A retrospective study of 9 surgical cases of hypoglossal nerve-derived schwannoma in the floor of mouth was performed. The patient and tumor characteristics were evaluated by physical, radiological and pathological examination. Details of operation and complications were also recorded.
Hypoglossal nerve-derived schwannoma in the floor of mouth showed a well-defined boundary with a firm texture, smooth surface and good mobility on palpation.

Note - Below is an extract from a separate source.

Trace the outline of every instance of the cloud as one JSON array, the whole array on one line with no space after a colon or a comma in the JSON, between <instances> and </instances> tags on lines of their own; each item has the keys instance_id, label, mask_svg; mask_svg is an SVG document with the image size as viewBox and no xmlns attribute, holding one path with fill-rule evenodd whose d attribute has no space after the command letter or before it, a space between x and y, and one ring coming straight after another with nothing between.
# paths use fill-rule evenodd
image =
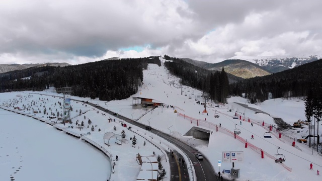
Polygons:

The median maximum diameter of the tumors was 4.3 cm (range 2.8–7.0 cm). The median operative time and bleeding volumes were 89.4 min (range 47–180 min) and 99.2 mL (range 15–200 mL), respectively. All cases received complete surgical excision.
In this study, we presented the diagnosis and management of hypoglossal nerve-derived schwannoma in the floor of mouth for the first time in Asia. The study provided us with a recommendation for consideration of the diagnosis of hypoglossal schwannoma when a patient presents with a mass in the floor of mouth.
Schwannomas or neurilemmomas are benign and relatively infrequent tumors of the peripheral nerves. It derives from the nerve supporting Schwann cells  and grows slowly and painlessly regardless of age or sex . The first description of this type of tumor was made by Verocay in 1910. Although schwannomas are uncommon lesions, approximately 25–40% of extracranial schwannomas occur in the head and neck region [3, 4]. In the oral cavity, the incidence of schwannoma in the tongue is reported to be relatively high; however, it is considered extremely rare in the floor of mouth [5,6,7]. As schwannomas of the peripheral nerves are relatively infrequent, lesions of the hypoglossal nerve (HyN) are considered to be a rare finding, accounting for only 5% of the non-vestibular schwannomas .
In 1998, Drevenlengas et al. firstly described a rare case of hypoglossal schwannoma located in the sublingual space and discussed the differential diagnosis of sublingual mass lesions . In 2009, Fakhry et al. reported a 77-year-old woman with schwannoma of the hypoglossal nerve . However, the principle of therapy and post-operation complications have not been reported in detail [11,12,13]. Here, we described the diagnosis and management of schwannoma derived from the hypoglossal nerve in the floor of mouth. To the best of our knowledge, it is the first time to report a case series of hypoglossal nerve schwannoma in the floor of mouth in Asia.
Patients and tumors
A retrospective study for the diagnosis and management of hypoglossal nerve-derived schwannoma in the floor of mouth was performed, which included 9 consecutive patients from March 2011 to May 2020. All the Patients enrolled were recruited from Department of Oral and Maxillofacial-Head and Neck Oncology, Ninth People’s Hospital. All the patients underwent surgery for tumor in the floor of mouth. The diagnosis of Schwannoma was confirmed by pathological examination. All the experiments were approved by Ethical Committee of Shanghai 9th Peoples’ hospital. We followed the tenets of the Declaration of Helsinki for research involving human subjects. Information consents were obtained from all the subjects or their legal guardians.
Physical examination (PE)
The surface of the mass was covered with normal mucosa, and the mass was found with firm texture, smooth surface, well-defined borders and good mobility on palpation.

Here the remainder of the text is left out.